Analysis of urine cell-free DNA copy number and fragment size from healthy individuals.

Author(s): Wang J, Wu Z, Wu B, Lin X, Wu W, Li J

Publication: Clin Chim Acta, 2025, Vol. 579, Page 120627

PubMed ID: 40998077 PubMed Review Paper? No

Purpose of Paper

This paper compared cell-free (cfDNA) size profiles in case-matched plasma and urine from healthy volunteers following DNA extraction or direct amplification without extraction. Additionally, the size profiles and copy numbers of nuclear (Glyceraldehyde-3-phosphate dehydrogenase, GAPDH) and mitochondrial (ND1) cfDNA were compared among urine specimens that were frozen immediately with and without EDTA and stored with and without EDTA at room temperature and 4°C for 0 h, 1.5 h, 3 h and 5 h before freezing.
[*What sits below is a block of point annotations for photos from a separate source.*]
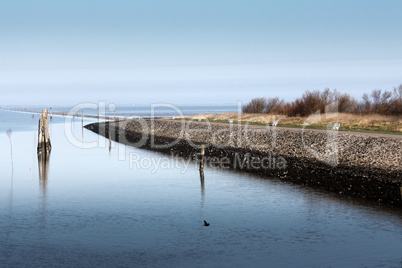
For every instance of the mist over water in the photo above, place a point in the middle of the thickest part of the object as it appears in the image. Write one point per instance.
(85, 207)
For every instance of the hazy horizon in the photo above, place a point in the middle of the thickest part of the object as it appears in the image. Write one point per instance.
(191, 52)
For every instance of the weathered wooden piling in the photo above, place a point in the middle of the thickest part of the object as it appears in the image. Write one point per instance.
(202, 154)
(44, 145)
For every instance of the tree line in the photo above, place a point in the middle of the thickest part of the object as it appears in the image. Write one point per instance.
(379, 101)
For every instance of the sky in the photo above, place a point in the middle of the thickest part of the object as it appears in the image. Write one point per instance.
(195, 52)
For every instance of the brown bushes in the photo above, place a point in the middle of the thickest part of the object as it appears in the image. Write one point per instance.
(378, 102)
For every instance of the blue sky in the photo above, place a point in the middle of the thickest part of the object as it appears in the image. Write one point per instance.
(195, 52)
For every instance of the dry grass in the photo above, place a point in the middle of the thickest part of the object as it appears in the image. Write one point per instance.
(351, 122)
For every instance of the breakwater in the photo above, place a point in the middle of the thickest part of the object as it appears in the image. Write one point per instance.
(363, 166)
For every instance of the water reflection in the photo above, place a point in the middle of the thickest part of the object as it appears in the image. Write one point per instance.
(202, 179)
(43, 167)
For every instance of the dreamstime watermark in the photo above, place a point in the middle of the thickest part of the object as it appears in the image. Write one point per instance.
(236, 133)
(239, 161)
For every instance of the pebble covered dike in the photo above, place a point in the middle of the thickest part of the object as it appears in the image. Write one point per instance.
(349, 164)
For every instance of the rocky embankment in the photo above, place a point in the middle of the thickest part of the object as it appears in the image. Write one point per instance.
(349, 164)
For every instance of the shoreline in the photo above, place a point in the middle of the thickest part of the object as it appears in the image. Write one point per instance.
(366, 167)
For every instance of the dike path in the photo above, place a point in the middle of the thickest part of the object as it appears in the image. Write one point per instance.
(362, 165)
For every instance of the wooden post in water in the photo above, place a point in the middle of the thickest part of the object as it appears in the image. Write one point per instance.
(202, 157)
(110, 137)
(44, 145)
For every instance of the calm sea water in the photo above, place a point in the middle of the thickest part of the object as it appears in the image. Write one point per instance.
(157, 109)
(91, 208)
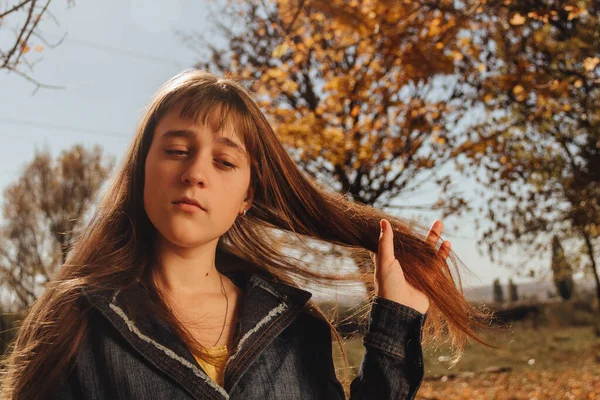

Potential correlations between the copy number of amplicons of different sizes and clinical parameters, including blood cell counts, urinalysis results, and levels of hepatic/renal function biomarkers, were investigated.

Conclusion of Paper

When cfDNA was directly amplified (i.e., no DNA extraction step was performed), minor peaks at 178 bp and 62 bp were observed in plasma and urine electropherograms, respectively, but these peaks were not observed when DNA extraction was performed. Without ligation and amplification, cfDNA was not observable by gel electrophoresis regardless of whether DNA extraction was performed. When ligation and amplification were performed, a cfDNA smear was visible from extracted specimens but lacked shorter (<100 bp) and longer (>2,000 bp) fragments, which were visible among specimens that did not undergo extraction.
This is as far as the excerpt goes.